Toplantı sonrası açıklamalarda bulunan Fed Başkanı Jerome Powell, para politikası duruşunun önemli ölçüde daha az kısıtlayıcı olduğunu belirterek, gelecek faiz indirimlerini değerlendirirken "daha temkinli" olacaklarını ifade etti.

Powell, yüzde 2 enflasyon hedefine inmenin 1 ya da 2 yıl daha sürebileceğini ancak bu yolda ilerlediklerinden emin olduğunu söyledi.

Fed'in faiz kararı ve Powell'ın açıklamalarının ardından para piyasalarındaki fiyatlamalarda Fed'in, 2025 yılının ilk toplantısında politika faizini sabit tutmasına kesin gözüyle bakılıyor.

Öte yandan, ABD ekonomisi, yılın üçüncü çeyreğinde yüzde 3,1 ile tahminlerin üzerinde büyüme kaydetti. Üçüncü çeyrekte kişisel tüketim harcamaları fiyat endeksindeki artış, beklentilere paralel şekilde yüzde 1,5 oldu. Gıda ve enerji harcamalarının hesaplama dışı tutulduğu çekirdek kişisel tüketim harcamaları fiyat endeksindeki artış çeyreklik olarak yüzde 2,2 ile tahminlerin üzerinde gerçekleşti.

Ülkede kişisel tüketim harcamaları, kasımda aylık bazda yüzde 0,4 ile beklentilerin altında artış kaydetti.
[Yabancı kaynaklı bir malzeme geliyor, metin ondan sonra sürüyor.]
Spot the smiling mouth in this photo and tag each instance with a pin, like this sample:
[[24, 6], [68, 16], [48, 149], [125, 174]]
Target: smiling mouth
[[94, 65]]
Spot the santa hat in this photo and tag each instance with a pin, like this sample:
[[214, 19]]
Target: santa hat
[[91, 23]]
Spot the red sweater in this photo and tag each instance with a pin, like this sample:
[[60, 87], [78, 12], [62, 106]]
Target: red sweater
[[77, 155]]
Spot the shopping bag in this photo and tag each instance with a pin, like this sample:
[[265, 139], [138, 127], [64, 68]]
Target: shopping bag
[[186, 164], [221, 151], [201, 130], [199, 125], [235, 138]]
ABD'de kişisel gelirler de bir önceki aya kıyasla yüzde 0,3 arttı.

Fed'in enflasyon göstergesi olarak dikkate aldığı aylık çekirdek kişisel tüketim harcamaları fiyat endeksi de kasımda yüzde 0,1 ve yıllık bazda yüzde 2,8 artışla beklentilerin altında gerçekleşti.
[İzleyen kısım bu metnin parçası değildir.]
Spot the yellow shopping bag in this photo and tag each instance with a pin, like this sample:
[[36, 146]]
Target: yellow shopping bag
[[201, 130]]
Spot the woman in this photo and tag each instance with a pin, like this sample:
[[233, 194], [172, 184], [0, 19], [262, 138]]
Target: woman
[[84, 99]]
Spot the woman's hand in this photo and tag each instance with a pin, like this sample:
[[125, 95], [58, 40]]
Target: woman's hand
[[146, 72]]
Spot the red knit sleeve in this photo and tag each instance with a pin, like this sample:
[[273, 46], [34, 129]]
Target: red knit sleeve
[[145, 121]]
Analistler, hafta içinde Fed'in faiz indirim döngüsünün gelecek yıl için yavaşlayacağı beklentileri ile azalan risk iştahının ABD'de açıklanan büyüme ve kasım ayına ilişkin çekirdek kişisel tüketim harcamaları fiyat endeksi verileri sonrasında sınırlı da olsa tekrar canlandığını kaydetti.

Fed yetkilerinin açıklamaları da takip edilirken San Francisco Fed Başkanı Mary Daly, politika faizini 25 baz puan daha düşürmenin zor karar olduğunu ifade etti.
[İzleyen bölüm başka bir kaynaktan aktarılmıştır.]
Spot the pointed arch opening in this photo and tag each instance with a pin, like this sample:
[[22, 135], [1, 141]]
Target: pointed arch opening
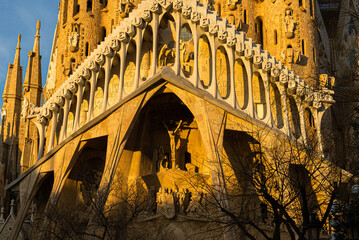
[[276, 106], [259, 96], [293, 117], [186, 50], [146, 53], [241, 83], [98, 98], [222, 72], [130, 68], [165, 139], [204, 61], [167, 41], [114, 81], [310, 128]]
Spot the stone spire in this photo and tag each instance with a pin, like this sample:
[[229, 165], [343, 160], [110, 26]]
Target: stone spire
[[32, 95], [12, 98], [13, 84], [33, 78]]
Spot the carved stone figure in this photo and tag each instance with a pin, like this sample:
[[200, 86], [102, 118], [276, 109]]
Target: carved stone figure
[[165, 203], [289, 23], [183, 200], [291, 56], [125, 7], [151, 200], [186, 57], [165, 56], [195, 203], [210, 4], [24, 107], [232, 4], [174, 144], [74, 38]]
Gelecek yıl düşünülenden çok daha az faiz indirimi olacağını tahmin ettiğini aktaran Daly, tahminlerine ABD'nin seçilmiş başkanı Donald Trump'ın önerdiği politikaların değil, verilerin yön verdiğini ifade etti.

New York Fed Başkanı John Williams, kişisel tahminlerine Trump'ın uygulayabileceği politikaları da dahil ettiğini, bunların ekonomik görünüm konusunda önemli etkenler olduğunu belirterek, ancak belirsizliğin çok fazla olduğunu vurguladı.

Cleveland Fed Başkanı Beth Hammack da geçen haftaki para politikası toplantısında neden karşı oy kullandığına yönelik açıklamasında, enflasyonu düşürme konusunda daha fazla ilerleme sağlanana kadar faiz oranlarının sabit tutulması gerektiğini savundu.

Hammack, faiz indirimine gitmeden önce fiyatlar konusunda daha fazla ilerleme görmeyi tercih ettiğini kaydetti.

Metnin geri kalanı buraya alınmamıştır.